Chile is home to a fairly large community of German settlers and their descendants. This simple drunken apple cake recipe, whose Germanic origin is reflected in its name, is out of the ordinary. When it is cut, you see three layers of cake enclosing two bands of creamy apple mixture, which can be gooey or custard-like in places, depending on how the batter and apples have been distributed. It makes a wonderful pudding, served while still warm from the oven, although it is equally delicious when it cools and sets.–Gaitri Pagrach-Chandra
LC Articulating Apples Note
To define a “type” of tart apple that’s perfect for this recipe is sort of like trying to define a particular “type” of artistic genius like Michelangelo or da Vinci. Can’t really be done in so many words. That said, some relatively common types that fall somewhere on the tartish side of appledom include Golden Delicious, McIntosh, Northern Spy, and Tydeman. Better yet, ask your local apple guy at the greenmarket—chances are you’ll end up with the perfect local variety, quite possibly something of the vintage heirloom variety. Just be mindful not to confuse “tart” with “sour.” Save the mouth-puckering Granny Smiths and Greenings for another recipe.
Drunken Apple Cake
- Quick Glance
- 30 M
- 2 H
- Serves 10 to 12
Special Equipment: 9-inch or 9 1/2-inch spring-form pan, at least 2 3/4 inches high
- For the filling
- 1 1/2 pounds tart apples (about 5 medium-size apples)
- Generous 1/3 cup (2 3/4 ounces) granulated sugar
- 1/2 cup (3 1/2 ounces) heavy cream
- For the cake
- 2 cups (10 1/2 ounces) all-purpose flour, plus more for the pan
- 2 1/2 teaspoons baking powder
- 1/4 teaspoon salt
- 11 tablespoons (5 1/2 ounces) unsalted butter, at room temperature, plus more for the pan
- Generous 1 cup (8 ounces) granulated sugar
- 3 eggs, lightly beaten
- 5 tablespoons rum (any rum will do quite nicely) or Calvados
- 5 tablespoons cold water
- Make the apple filling
- 1. Peel and core the apples. Cut each apple into 8 wedges and then cut each wedge lengthwise into slender slices.
- 2. In a bowl, combine the sugar and cream. Add the apples. Set aside until needed.
- Make the batter
- 3. Preheat the oven to 325°F (160°C). Butter the pan and dust with flour.
- 4. Sift the flour with the baking powder and salt and set aside.
- 5. Beat the butter and sugar in a large bowl, either with an electric mixer or by hand, until smooth and creamy. Add the lightly beaten eggs to the butter mixture in 4 batches, scraping down the sides of the bowl and beating well after each addition. Gently fold in the flour in 4 batches, adding the rum and water with the third batch. Stop mixing as soon as the last batch of flour is incorporated.
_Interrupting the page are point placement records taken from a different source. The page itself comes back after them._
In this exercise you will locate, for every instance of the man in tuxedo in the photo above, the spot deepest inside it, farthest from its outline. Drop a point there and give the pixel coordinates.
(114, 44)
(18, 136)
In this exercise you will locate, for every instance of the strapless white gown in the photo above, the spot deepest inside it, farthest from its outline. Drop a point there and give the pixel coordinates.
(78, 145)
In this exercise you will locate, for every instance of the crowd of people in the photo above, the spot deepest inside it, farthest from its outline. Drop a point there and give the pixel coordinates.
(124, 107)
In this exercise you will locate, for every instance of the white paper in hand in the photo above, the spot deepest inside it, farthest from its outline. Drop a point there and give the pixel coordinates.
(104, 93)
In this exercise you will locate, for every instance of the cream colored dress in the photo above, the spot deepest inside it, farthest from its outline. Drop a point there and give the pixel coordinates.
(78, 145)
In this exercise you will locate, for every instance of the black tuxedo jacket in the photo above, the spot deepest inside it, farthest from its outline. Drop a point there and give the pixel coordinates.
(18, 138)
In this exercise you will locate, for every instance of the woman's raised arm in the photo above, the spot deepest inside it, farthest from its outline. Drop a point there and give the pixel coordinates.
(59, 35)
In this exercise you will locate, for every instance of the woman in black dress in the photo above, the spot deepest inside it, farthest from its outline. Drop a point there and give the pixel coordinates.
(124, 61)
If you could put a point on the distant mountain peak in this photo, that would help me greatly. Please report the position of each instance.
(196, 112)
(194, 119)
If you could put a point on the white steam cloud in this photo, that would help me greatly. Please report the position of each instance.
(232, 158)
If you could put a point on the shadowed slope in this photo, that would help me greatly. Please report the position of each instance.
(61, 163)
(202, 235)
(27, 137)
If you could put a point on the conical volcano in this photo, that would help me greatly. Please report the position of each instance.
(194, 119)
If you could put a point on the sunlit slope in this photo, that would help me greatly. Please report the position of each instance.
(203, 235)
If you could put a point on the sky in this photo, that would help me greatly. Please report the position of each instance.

- 6. Divide the batter into 3 portions. (You can eyeball it, but each portion should be about 1 cup or so.) Scrape 1/3 of the batter into the prepared pan and smooth the surface. Spoon half of the apple and cream mixture evenly over the batter, leaving a 1/2-inch plain border around the edge and smoothing the slices so they’re neat and level. Scrape another 1/3 of the batter on top of the apples and cream and smooth the surface, spreading the batter all the way to the edge of the pan. Spoon the remaining apples and cream evenly on top of the batter, and then top with the third and final batch of batter, smoothing it all the way to the edge of the pan, which will be quite full.
- 7. Bake the cake for 1 1/2 hours, or until a skewer inserted into the center of the cake comes out clean. Let cool in the pan for 15 to 20 minutes, then release the sides of the pan and transfer the cake to a wire rack to cool completely. Your drunken apple cake will keep at room temperature for up to 4 days.
Recipe Testers Reviews
Easy to make, even easier to love, this kuchen has everything going for it—looks, taste, ease of preparation. The apples bake up into a really flavorful filling and the surrounding cake is moist inside and crispy good on the top. The rum gives it a very subtle boost. Licking the bowl is a plus for this one! This could easily serve 10 to 12 people if you hide the cake after you serve it, otherwise guests will attack whatever is left and eat it before you can say Johnny Appleseed.
This cake is a winner! it is such a simple recipe yet produces a dessert that looks like it comes right from the bakery and tastes wonderful. It’s not too sweet and has a nice texture from the cream. This cake is perfect for autumn and will most definitely have a place on my dessert table at Thanksgiving. I only had a 9 1/2 inch springform pan (not the 9″ that the recipe called for) and I was glad I used it because I needed the extra room for the apples.